Scholars suggest that Jefferson was particularly partial to a romantic attachment at this point in his life, because his wife had died four years earlier, he had just learned of the death of his daughter Lucy, and his other children were away at school. Cosway, by at least one account, began to develop stronger feelings for Jefferson and traveled to Paris to meet him again, only to find him more distant this time. Because Cosway was a devout Catholic who did not want to have children and compulsively worried about pregnancy, according to some historians nothing further came of their affair besides correspondence. Their letters would continue the rest of Jefferson’s life after she contacted him, following Jefferson’s ending of the letters while he was still in Paris. Historians assert that the relationship was romantic mostly on Jefferson’s side, and Cosway was his opposite, more artistic than rational. In any case, both parties saved their letters to each other.
Before Jefferson left Paris, he wrote to her, “I am going to America and you are going to Italy. One of us is going the wrong way, for the way will ever be wrong that leads us further apart.”
Cosway also introduced Jefferson to her friend Angelica Schuyler Church, the sister-in-law of his rival Alexander Hamilton, who kept up a correspondence with both Jefferson and Cosway in later life; Church’s correspondence with both is now preserved at the University of Virginia’s archive.

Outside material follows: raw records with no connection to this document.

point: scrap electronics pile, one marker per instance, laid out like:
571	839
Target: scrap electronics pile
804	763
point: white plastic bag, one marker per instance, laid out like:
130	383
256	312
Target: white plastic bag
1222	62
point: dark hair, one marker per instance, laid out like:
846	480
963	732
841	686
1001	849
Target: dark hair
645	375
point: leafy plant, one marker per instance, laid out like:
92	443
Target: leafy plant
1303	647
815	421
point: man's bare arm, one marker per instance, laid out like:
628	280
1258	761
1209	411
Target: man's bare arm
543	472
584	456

He would keep an engraving done by Luigi Schiavonetti, from a drawing Richard made of Maria, in Monticello. Cosway had Trumbull create a portrait of Jefferson which she kept. The portrait was later given as a gift from the Italian government to the American government on the occasion of America’s bicentennial in 1976 and now hangs in the White House.
After a difficult pregnancy, Cosway had a daughter with Richard, Louisa Paolina Angelica, in 1790. She then left them for Italy and a tour of Europe for four and a half years to accompany the famous Italian singer Luigi Marchesi, returning in November 1794. Eighteen months later, Louisa died after an illness. Cosway was devastated by the loss, but Richard was not as upset.

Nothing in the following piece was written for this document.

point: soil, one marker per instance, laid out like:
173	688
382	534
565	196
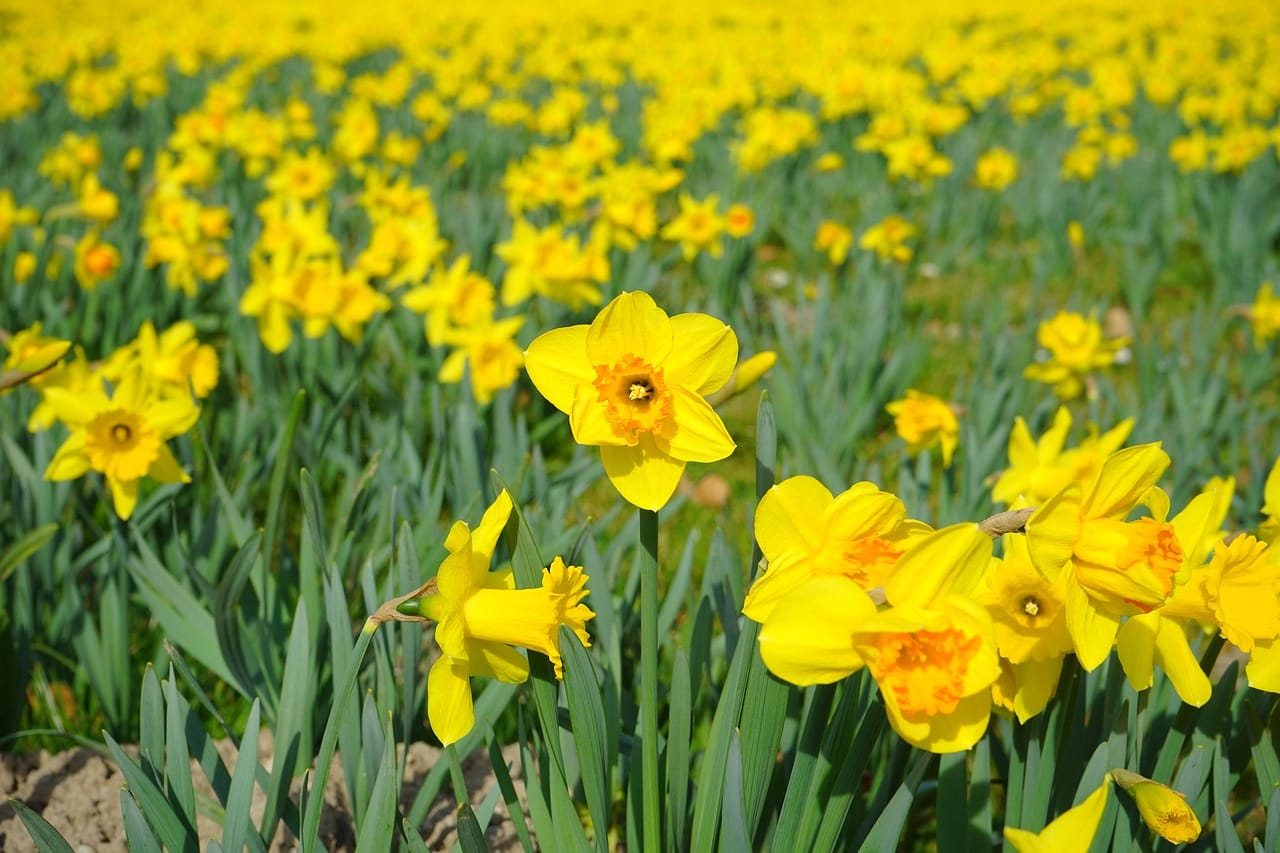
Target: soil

In 1791, the Cosways moved to a larger house in Stratford Place. Cosway and Sir John Soane enjoyed a friendship of more than two decades in the later years of their lives, and he was a frequent visitor to her home as well as a fellow art collector. The Cosways’ marriage did not last and was eventually annulled.
Cosway founded a college for young women in Lyons with the help of Cardinal Fesch. She ran the college for young women from 1803 until it closed in 1809. She then was convinced by the Duke of Lodi to move to Italy and start a convent and school for girls in Lodi, Italy. She ran the Collegio delle Grazie until she returned to England to care for Richard in his ill health; after his death, she and Sir Soane held an auction of his large artistic collection, and the benefits helped her convent school.

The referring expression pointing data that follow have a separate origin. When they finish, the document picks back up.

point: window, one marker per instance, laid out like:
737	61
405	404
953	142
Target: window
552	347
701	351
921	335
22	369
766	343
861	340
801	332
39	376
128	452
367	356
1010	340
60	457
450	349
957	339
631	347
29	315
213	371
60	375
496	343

Cosway returned to Italy after her husband’s death. Due to her work in educating girls, Austrian emperor Franz I awarded her the title of Baroness.A letter survives at the University of Virginia in which Cosway mourns her old friends following the death of Angelica Church. As a tribute to Church, Cosway designed a temple ceiling depicting the Three Graces surrounding her friend’s name.Cosway died at her school near Lyons.